Un premier type de capital social, de type « chaîne », est surtout présent dans des réseaux familiaux dans lesquels la majeure partie des personnes interagissent les unes avec les autres. Plusieurs recherches sociologiques ont montré que ce type de configurations relationnelles fait augmenter les attentes, les droits et obligations, ainsi que la confiance existant entre les membres du groupe, car tous se connaissent. Elle fait aussi augmenter les intrusions du groupe dans la vie de chacun. Dans les réseaux familiaux de ce type, tant le soutien que le contrôle prennent une dimension collective puisque plusieurs individus sont amenés à coordonner leurs efforts dans l’aide qu’ils apportent à autrui.

Une seconde conceptualisation du capital social souligne l’importance de la fonction de liaison ou de « pont » des relations sociales. Le capital social est alors conçu essentiellement comme la capacité de l’individu à se placer dans une situation d’intermédiaire. La faiblesse, voire l’absence de liens entre certaines personnes dans un réseau permet à d’autres, celles qui sont centrales, de contrôler les flux d’informations et le projet qui rassemble ou motive les membres de la famille. L’individu constitue alors le centre d’un réseau de relations en étoile.

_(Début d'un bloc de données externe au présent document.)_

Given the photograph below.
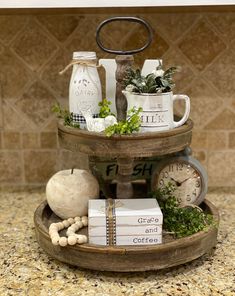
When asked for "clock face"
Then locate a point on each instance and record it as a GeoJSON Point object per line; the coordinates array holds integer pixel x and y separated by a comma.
{"type": "Point", "coordinates": [184, 177]}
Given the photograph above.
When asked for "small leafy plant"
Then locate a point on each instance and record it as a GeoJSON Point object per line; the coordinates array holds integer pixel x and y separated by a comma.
{"type": "Point", "coordinates": [179, 221]}
{"type": "Point", "coordinates": [124, 127]}
{"type": "Point", "coordinates": [159, 81]}
{"type": "Point", "coordinates": [65, 115]}
{"type": "Point", "coordinates": [105, 108]}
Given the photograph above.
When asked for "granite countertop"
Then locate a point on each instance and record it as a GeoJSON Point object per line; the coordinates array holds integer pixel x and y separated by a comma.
{"type": "Point", "coordinates": [27, 270]}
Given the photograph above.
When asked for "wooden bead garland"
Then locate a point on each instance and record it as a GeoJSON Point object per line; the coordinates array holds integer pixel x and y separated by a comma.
{"type": "Point", "coordinates": [73, 225]}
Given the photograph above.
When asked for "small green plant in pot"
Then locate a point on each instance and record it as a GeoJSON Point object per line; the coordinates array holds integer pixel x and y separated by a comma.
{"type": "Point", "coordinates": [153, 93]}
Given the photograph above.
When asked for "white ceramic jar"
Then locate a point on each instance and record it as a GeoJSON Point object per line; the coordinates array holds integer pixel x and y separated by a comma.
{"type": "Point", "coordinates": [85, 87]}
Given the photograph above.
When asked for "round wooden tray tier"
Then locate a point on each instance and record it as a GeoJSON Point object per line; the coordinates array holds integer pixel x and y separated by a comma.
{"type": "Point", "coordinates": [135, 145]}
{"type": "Point", "coordinates": [126, 258]}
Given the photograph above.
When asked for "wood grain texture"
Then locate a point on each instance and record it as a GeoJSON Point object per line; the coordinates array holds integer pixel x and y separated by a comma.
{"type": "Point", "coordinates": [135, 145]}
{"type": "Point", "coordinates": [126, 258]}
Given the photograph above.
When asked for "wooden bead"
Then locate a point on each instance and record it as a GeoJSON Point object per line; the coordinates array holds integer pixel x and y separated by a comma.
{"type": "Point", "coordinates": [55, 241]}
{"type": "Point", "coordinates": [85, 221]}
{"type": "Point", "coordinates": [72, 240]}
{"type": "Point", "coordinates": [52, 231]}
{"type": "Point", "coordinates": [63, 241]}
{"type": "Point", "coordinates": [71, 221]}
{"type": "Point", "coordinates": [60, 226]}
{"type": "Point", "coordinates": [73, 228]}
{"type": "Point", "coordinates": [79, 224]}
{"type": "Point", "coordinates": [66, 223]}
{"type": "Point", "coordinates": [53, 227]}
{"type": "Point", "coordinates": [81, 239]}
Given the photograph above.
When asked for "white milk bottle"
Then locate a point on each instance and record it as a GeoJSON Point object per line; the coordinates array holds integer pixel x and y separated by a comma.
{"type": "Point", "coordinates": [85, 87]}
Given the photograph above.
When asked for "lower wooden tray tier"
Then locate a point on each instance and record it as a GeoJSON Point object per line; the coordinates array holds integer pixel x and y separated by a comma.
{"type": "Point", "coordinates": [126, 258]}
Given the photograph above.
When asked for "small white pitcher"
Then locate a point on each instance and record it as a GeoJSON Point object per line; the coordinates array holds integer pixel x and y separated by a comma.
{"type": "Point", "coordinates": [157, 114]}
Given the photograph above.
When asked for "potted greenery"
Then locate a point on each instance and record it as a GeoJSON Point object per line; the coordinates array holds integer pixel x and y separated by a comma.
{"type": "Point", "coordinates": [153, 93]}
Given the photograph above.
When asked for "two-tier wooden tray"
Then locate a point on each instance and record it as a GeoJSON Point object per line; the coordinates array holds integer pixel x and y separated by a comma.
{"type": "Point", "coordinates": [126, 258]}
{"type": "Point", "coordinates": [172, 251]}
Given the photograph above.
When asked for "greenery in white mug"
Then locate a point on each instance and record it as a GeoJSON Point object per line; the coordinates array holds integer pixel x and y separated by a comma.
{"type": "Point", "coordinates": [159, 81]}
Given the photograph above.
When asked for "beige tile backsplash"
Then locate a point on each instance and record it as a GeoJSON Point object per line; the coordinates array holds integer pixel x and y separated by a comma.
{"type": "Point", "coordinates": [34, 48]}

Les changements survenus dans le domaine de la famille durant ces quarante dernières années (divorces, remariages, cohabitations en dehors du mariage, etc.) ont contribué à grandement individualiser les liens familiaux, et donc à changer le type de réseaux familiaux dans lesquels les individus évoluent, en accordant plus d’importance au capital social de type « pont » par rapport au capital social de type «chaîne ». En effet, dans de nombreuses familles, recomposées notamment, chaque individu construit des relations tout à fait spécifiques avec les autres. Le modèle « chaîne », dans lequel le réseau familial est constitué de personnes étroitement liées les unes aux autres, est actuellement en perte de vitesse. A noter que les deux modèles ont leurs avantages et leurs inconvénients: le capital social de type « chaîne » garantit une certaine solidarité collective, mais peut devenir très intrusif ; le capital social de type « pont » laisse beaucoup d’autonomie à l’individu mais l’intègre dans des relations aux orientations parfois contradictoires. Qu’en est-il alors des familles ayant à faire face au handicap mental associé à des troubles psychiatriques ?

Qui est ma famille significative ?

Quel type de capital social les individus avec retard mental et troubles psychiatriques trouvent-ils dans leur famille? En suivant la procédure du Family network method (Widmer, 1999 ; Widmer & La Farga, 2000), nous avons d’abord cherché à repérer de qui était constitué la famille des patients. Or, nous avons constaté (Widmer et al., en évaluation) que les patients définissent leur famille significative de manière très spécifique : aucun d’entre ne cite un partenaire et un seul cite un enfant comme membre significatif de sa famille. Les parents sont également moins mentionnés, spécialement les pères. Ces déficits sont compensés par l’inclusion dans la famille subjective de certains membres du personnel soignant. L’importance des thérapeutes comme membres de la famille doit être soulignée. On assimile trop souvent, et trop rapidement sans doute, la psychologue, l’assistante sociale ou la psychiatre à des rôles exclusivement professionnels. Or, c’est bien la dimension interpersonnelle et relationnelle de son rapport à ces personnes qui compte pour le patient, et qui peuvent, dans certains cas, compenser le manque de contacts ou de proximité sentimentale avec la famille d’origine.